We humans seem to think freedom includes the ability to move, where, apparently, the Greek Speculative Philosophers did not. We are not truly free because everything is predetermined; we only have the illusions of freedom. The Ultimate Being, though he cannot move or change in any manner, he cannot even learn anything, is free because his will determined everything else.

Reductio ad absurdum.

Image a human who is all powerful but completely paralyzed, if he thinks something it happens, but he himself cannot move or change in any manner whatsoever. Would you call this freedom or power?

I am having a bit of difficulty here thinking this is freedom.

We have lots of fairytales where some kind of eternal being gives up eternity to be with someone he or she loves. Lord of the Rings has this theme in it. So the eternality of the being is not the ultimate, true love seems more important to us, the freedom to enter into a true give-and-take interactive relationship, dare I say, more like YHWH who walked in the Garden, and then later came down to restore the relationship broken by man than the Greek speculations about Ultimate Being who cannot change anything and does not interact in any manner whatsoever.

Character of the Greek god

The Greek Speculative philosophers speculated about what being perfect meant, then tried to force the Ultimate Being into that box.

Because he could not change, he could not have emotions, he was impassible, has no passion, no emotion.

He could not be conditioned by the physical universe, because that would me he was Becoming as opposed to Being. Everything about him was fully actualized, and so, he could not learn anything either. Different versions, according to the level of transcendence made him either so absolutely detached that he either did not care at all and so had no knowledge of man, or, if he cared, he already had all knowledge that could or would every become reality on the earth.

He could, of course, not respond to humans because he could not learn anything new, and so, he did not need to respond and so he could not be conditioned by mankind.

What we think of as potentials (say, a potential situation, perhaps tomorrow I will do this or that) are not at all potentials, the outcome is already known by Plato’s god, he is timeless, outside of time, and this is envisioned as being able to know the future with absolute certainty, ergo, there are no possibilities, only realization of the foreknown events, he cannot learn anything.

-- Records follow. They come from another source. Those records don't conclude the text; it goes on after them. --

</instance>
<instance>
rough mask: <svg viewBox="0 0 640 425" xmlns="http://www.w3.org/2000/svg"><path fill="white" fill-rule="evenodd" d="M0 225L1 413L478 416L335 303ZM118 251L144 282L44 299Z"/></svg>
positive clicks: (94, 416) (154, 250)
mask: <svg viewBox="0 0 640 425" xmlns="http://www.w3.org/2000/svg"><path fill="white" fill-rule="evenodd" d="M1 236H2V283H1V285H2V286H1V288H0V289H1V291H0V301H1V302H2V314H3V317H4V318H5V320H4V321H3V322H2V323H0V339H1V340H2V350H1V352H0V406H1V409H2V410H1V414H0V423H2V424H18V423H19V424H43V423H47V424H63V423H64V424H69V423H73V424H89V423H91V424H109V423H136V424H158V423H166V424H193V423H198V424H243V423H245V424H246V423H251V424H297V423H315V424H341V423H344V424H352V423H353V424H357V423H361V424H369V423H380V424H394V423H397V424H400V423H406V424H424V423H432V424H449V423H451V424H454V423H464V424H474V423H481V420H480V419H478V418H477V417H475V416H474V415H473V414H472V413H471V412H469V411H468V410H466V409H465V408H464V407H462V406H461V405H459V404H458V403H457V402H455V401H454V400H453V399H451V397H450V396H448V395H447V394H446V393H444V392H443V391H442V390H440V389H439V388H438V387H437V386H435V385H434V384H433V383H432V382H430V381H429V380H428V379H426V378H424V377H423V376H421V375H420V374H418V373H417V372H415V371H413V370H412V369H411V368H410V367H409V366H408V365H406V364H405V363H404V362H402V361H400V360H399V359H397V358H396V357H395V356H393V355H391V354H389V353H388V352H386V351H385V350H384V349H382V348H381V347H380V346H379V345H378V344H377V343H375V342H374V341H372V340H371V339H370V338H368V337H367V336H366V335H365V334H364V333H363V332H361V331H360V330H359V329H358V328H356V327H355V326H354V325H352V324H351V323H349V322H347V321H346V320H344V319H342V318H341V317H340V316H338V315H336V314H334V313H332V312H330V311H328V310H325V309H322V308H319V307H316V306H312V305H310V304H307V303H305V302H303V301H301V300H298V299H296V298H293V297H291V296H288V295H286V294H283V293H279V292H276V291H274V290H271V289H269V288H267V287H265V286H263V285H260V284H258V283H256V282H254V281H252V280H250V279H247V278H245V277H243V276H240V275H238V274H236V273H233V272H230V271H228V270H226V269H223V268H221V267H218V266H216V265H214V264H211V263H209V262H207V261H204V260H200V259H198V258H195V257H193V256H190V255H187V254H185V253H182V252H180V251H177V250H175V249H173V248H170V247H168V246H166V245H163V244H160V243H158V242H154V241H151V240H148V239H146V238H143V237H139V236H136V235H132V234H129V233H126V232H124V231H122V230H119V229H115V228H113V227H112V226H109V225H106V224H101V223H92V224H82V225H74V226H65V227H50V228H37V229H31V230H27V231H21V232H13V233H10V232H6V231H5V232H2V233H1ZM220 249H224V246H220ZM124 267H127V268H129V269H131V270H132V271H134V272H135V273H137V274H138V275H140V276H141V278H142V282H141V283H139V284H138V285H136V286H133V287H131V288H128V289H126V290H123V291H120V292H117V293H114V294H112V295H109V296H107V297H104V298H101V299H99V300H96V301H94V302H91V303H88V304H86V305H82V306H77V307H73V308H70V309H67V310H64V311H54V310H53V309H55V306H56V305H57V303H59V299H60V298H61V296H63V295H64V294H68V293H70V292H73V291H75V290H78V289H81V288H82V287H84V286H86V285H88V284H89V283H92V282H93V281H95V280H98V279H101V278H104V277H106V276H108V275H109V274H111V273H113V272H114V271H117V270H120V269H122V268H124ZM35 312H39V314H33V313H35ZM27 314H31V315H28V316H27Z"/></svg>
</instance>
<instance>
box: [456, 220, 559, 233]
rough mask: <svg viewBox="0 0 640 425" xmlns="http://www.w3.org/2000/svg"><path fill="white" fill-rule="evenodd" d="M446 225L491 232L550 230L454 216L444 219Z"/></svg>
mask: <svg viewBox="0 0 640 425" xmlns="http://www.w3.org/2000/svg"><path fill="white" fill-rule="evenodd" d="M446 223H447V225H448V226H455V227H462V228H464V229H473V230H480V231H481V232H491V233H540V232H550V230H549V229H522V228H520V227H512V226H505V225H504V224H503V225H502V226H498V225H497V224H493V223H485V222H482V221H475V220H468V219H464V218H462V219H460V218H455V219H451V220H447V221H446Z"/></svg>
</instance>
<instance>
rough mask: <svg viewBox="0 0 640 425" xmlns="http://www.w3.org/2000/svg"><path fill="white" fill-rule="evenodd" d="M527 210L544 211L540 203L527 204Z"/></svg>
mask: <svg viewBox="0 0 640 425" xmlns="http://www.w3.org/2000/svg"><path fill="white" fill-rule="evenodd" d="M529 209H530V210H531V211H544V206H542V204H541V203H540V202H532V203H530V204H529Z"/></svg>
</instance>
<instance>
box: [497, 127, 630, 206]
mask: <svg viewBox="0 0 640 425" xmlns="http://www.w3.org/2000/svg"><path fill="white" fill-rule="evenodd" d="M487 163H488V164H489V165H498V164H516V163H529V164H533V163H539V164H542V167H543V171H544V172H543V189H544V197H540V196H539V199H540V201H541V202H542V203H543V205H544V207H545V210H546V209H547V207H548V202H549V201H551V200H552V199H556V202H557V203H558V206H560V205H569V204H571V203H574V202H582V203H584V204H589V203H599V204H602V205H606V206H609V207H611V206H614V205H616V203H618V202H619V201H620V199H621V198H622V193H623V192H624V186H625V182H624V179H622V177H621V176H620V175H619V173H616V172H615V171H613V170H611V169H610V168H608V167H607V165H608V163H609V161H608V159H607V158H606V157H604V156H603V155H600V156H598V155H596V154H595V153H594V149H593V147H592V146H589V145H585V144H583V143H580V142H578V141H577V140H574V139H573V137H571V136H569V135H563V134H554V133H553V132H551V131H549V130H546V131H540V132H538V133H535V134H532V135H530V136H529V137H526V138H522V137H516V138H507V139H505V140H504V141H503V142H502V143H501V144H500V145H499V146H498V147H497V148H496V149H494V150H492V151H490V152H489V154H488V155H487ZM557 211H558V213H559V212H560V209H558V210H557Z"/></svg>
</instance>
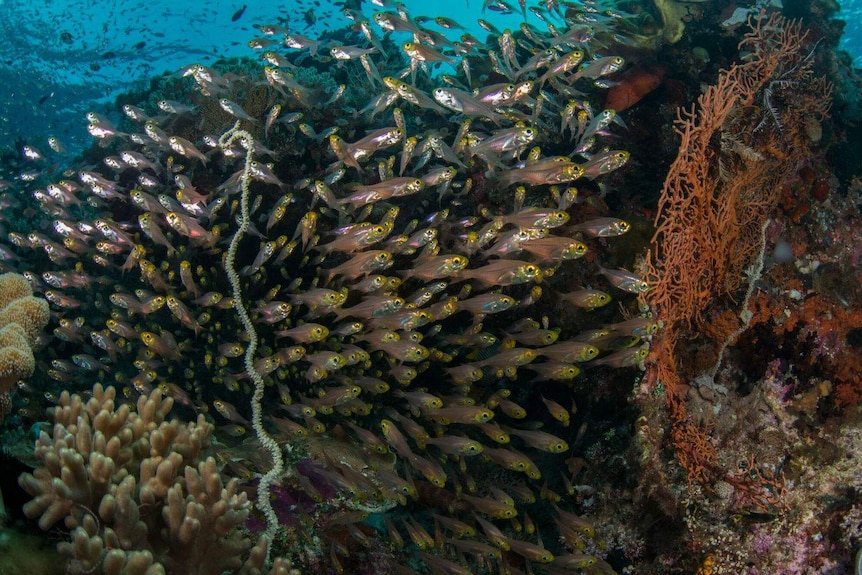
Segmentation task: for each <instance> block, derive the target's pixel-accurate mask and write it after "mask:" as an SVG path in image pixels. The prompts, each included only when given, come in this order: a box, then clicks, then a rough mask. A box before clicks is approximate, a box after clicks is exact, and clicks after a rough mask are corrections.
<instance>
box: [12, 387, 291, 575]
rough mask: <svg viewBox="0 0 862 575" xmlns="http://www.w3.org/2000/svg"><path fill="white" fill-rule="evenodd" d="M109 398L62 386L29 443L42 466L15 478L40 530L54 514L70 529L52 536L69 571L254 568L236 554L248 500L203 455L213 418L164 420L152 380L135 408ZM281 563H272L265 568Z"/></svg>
mask: <svg viewBox="0 0 862 575" xmlns="http://www.w3.org/2000/svg"><path fill="white" fill-rule="evenodd" d="M115 399H116V392H115V390H114V388H112V387H108V388H107V389H104V388H102V386H101V385H98V384H97V385H96V386H95V387H94V388H93V395H92V397H91V398H90V399H89V400H84V399H83V398H81V397H80V396H78V395H69V393H68V392H64V393H63V394H62V395H61V396H60V401H59V404H58V405H57V407H56V408H55V409H54V413H53V418H54V429H53V435H52V436H49V435H48V434H47V433H44V432H43V433H42V434H41V436H40V438H39V440H38V441H37V444H36V457H37V458H38V459H39V460H40V461H41V462H42V464H43V465H42V467H39V468H37V469H36V470H35V471H34V472H33V474H29V473H27V474H24V475H22V476H21V478H20V480H19V483H20V484H21V487H22V488H23V489H24V490H25V491H27V493H29V494H30V495H32V496H34V499H33V500H32V501H30V502H29V503H27V504H26V505H25V506H24V513H25V514H26V515H27V516H28V517H30V518H36V517H39V526H40V527H41V528H42V529H45V530H47V529H50V528H51V526H53V525H54V524H55V523H57V522H58V521H60V520H63V521H64V523H65V525H66V527H67V528H68V529H70V530H71V541H70V542H66V543H61V544H60V545H59V549H60V551H61V552H62V553H64V554H66V555H68V556H70V557H71V558H72V560H71V561H70V568H71V571H70V572H73V573H74V572H78V573H104V574H120V573H122V574H128V575H133V574H146V575H154V574H158V573H186V574H199V575H204V574H213V575H220V574H221V573H222V572H224V571H231V572H234V571H237V570H240V569H241V571H239V572H241V573H260V572H261V565H259V563H261V562H260V561H259V560H258V559H256V557H257V555H259V553H258V554H255V553H252V557H251V558H250V559H249V560H248V561H247V562H246V564H245V565H244V564H243V561H242V557H241V556H242V555H243V554H245V553H246V551H248V550H249V548H250V547H251V543H252V542H251V539H250V538H249V536H248V535H247V534H246V533H245V532H244V531H243V530H242V525H243V523H244V522H245V520H246V518H247V517H248V514H249V511H250V508H251V506H250V503H249V501H248V499H247V497H246V495H245V493H240V492H238V482H237V480H236V479H233V480H231V481H229V482H228V483H227V485H225V484H224V483H223V482H222V479H221V476H220V475H219V470H218V467H217V465H216V462H215V460H214V459H213V458H211V457H209V458H206V459H203V458H202V455H201V454H202V451H203V450H204V449H205V448H206V447H207V446H208V444H209V437H210V434H211V433H212V430H213V426H212V424H210V423H208V422H207V421H206V420H205V419H204V418H203V416H200V417H199V418H198V420H197V422H190V423H181V422H180V421H178V420H173V421H170V422H168V421H166V420H165V418H166V417H167V415H168V412H170V410H171V407H172V406H173V399H171V398H170V397H163V396H162V393H161V391H160V390H155V391H153V392H152V393H151V394H150V395H149V396H142V397H140V398H139V400H138V403H137V406H136V408H132V407H130V406H129V405H126V404H123V405H117V402H116V401H115ZM259 545H261V544H259ZM264 546H265V544H264ZM276 567H278V568H276ZM288 571H289V567H285V565H283V564H280V565H276V566H274V567H273V571H272V572H273V573H276V572H281V573H287V572H288Z"/></svg>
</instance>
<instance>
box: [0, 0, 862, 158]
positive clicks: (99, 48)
mask: <svg viewBox="0 0 862 575" xmlns="http://www.w3.org/2000/svg"><path fill="white" fill-rule="evenodd" d="M317 4H319V5H316V4H315V1H314V0H307V1H306V0H301V1H293V2H289V3H284V7H282V8H277V7H274V6H273V5H272V4H271V3H268V2H253V1H249V2H248V3H247V6H246V8H245V10H244V12H242V14H241V15H240V16H239V17H238V18H236V20H235V21H234V17H235V16H236V15H237V13H238V10H240V9H241V8H242V7H243V2H242V1H241V0H211V1H208V2H198V1H195V2H191V1H185V0H170V1H169V0H125V1H123V2H110V3H108V2H89V1H73V0H66V1H59V0H6V1H0V32H2V35H0V38H2V42H0V85H2V86H3V89H2V91H0V149H3V148H4V147H6V146H20V143H22V142H26V143H30V144H33V145H36V146H37V147H39V146H40V147H42V148H47V144H46V138H47V137H48V136H55V137H57V138H59V139H60V141H61V142H63V143H64V145H65V146H66V147H67V148H68V149H70V150H73V151H74V150H80V149H82V148H84V147H86V146H88V145H89V144H90V138H89V136H88V134H87V133H86V130H85V127H86V120H85V118H84V115H85V114H86V112H88V111H95V112H99V113H102V114H108V115H111V114H116V112H115V110H114V107H113V105H112V104H113V102H114V100H115V98H116V97H117V95H118V94H121V93H123V92H127V91H129V90H134V89H144V88H146V87H147V86H148V79H149V78H150V77H152V76H154V75H157V74H162V73H165V72H175V71H176V70H178V69H179V68H180V67H182V66H185V65H188V64H191V63H194V62H200V63H203V64H210V63H212V62H213V61H215V60H216V59H218V58H223V57H231V56H251V57H254V56H255V55H256V52H255V51H254V50H251V49H250V48H248V46H247V42H248V41H249V40H251V39H252V38H255V37H261V36H262V34H260V33H259V32H258V30H256V29H255V28H254V25H260V24H271V23H281V24H284V23H286V22H290V28H291V30H292V31H296V32H299V33H302V34H305V35H308V36H311V37H315V36H317V35H318V34H319V33H321V32H323V31H325V30H326V29H335V28H341V27H344V26H347V25H349V24H350V22H349V21H348V20H347V19H346V18H345V17H344V16H343V15H342V13H341V10H340V8H338V7H337V6H333V5H332V3H331V2H327V1H326V0H319V1H318V2H317ZM404 4H405V5H406V6H407V8H408V11H409V12H410V14H411V15H412V16H414V17H415V16H438V15H445V16H447V17H450V18H453V19H455V20H457V21H458V22H460V23H461V24H463V25H464V26H467V27H468V28H469V29H470V31H471V32H472V33H473V34H474V35H475V36H476V37H478V38H484V37H485V32H484V31H483V30H481V29H479V28H478V26H477V25H476V18H478V17H485V18H486V19H488V20H489V21H492V22H493V23H494V24H495V25H497V26H499V27H501V28H504V27H510V28H513V29H514V28H515V27H516V26H518V24H519V23H520V20H521V18H520V15H519V14H518V15H509V16H504V15H500V14H496V13H494V12H491V11H487V12H486V13H485V14H482V13H481V7H482V2H481V0H470V1H469V2H468V1H465V0H452V1H450V2H447V3H446V9H445V14H440V9H439V8H438V7H439V6H440V3H435V2H427V1H425V2H423V1H420V0H409V1H406V2H404ZM513 4H516V3H515V2H514V1H513ZM530 4H531V5H532V4H534V2H533V1H531V2H530ZM106 5H110V6H111V7H110V8H108V9H106V8H105V6H106ZM372 8H375V7H374V6H372V5H370V3H369V2H364V6H363V10H364V11H365V12H366V14H371V13H372ZM528 15H529V17H530V18H531V23H533V24H536V25H538V26H542V24H541V23H540V22H538V21H537V20H534V19H533V16H532V15H531V14H528ZM842 16H843V18H844V19H845V20H846V21H847V28H846V34H845V37H844V39H843V41H842V46H843V47H844V48H845V49H847V50H848V51H850V52H851V53H852V54H853V55H854V57H855V62H856V65H857V66H860V67H862V0H846V2H844V7H843V10H842ZM458 34H460V32H458V31H456V34H455V36H457V35H458ZM451 35H452V34H450V36H451Z"/></svg>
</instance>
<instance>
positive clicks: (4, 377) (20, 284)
mask: <svg viewBox="0 0 862 575" xmlns="http://www.w3.org/2000/svg"><path fill="white" fill-rule="evenodd" d="M48 315H49V310H48V302H46V301H45V300H44V299H42V298H37V297H34V296H33V290H32V288H31V287H30V282H28V281H27V280H26V279H25V278H24V276H22V275H20V274H15V273H4V274H2V275H0V393H5V392H7V391H9V390H10V389H11V388H12V386H13V385H14V384H15V382H17V381H18V380H19V379H26V378H28V377H30V376H31V375H33V371H34V370H35V369H36V360H35V358H34V357H33V345H34V344H35V343H36V338H37V336H38V335H39V332H41V331H42V329H43V328H44V327H45V326H46V325H47V324H48ZM2 417H3V411H2V410H0V421H2Z"/></svg>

There is no explanation, however, of how being outside of time makes you able to know what does not exist (the future does not exist). The only knowable things are things that exist or have existed in the past.

But of course this is Greek speculative philosophy and so, nothing real needs to be included. You can make up whatever you like as long as it is unhuman like, your current view of the pantheon of gods the Greeks believed in.

Though Plato and his friends did not name the ultimate being, others since have tried to mix the two concepts and say that they were both arriving at a single god, and so use the name of Zeus to describe this from time to time.

If you have studies any Christianity you will recognize those characteristics as being laid over the Jewish-Christian God.

Is this how we are to do our theology? Consult the Greeks? They had no revelation and revelation is the only viable method of obtaining information about a transcendent God, the God who is there and is not silent.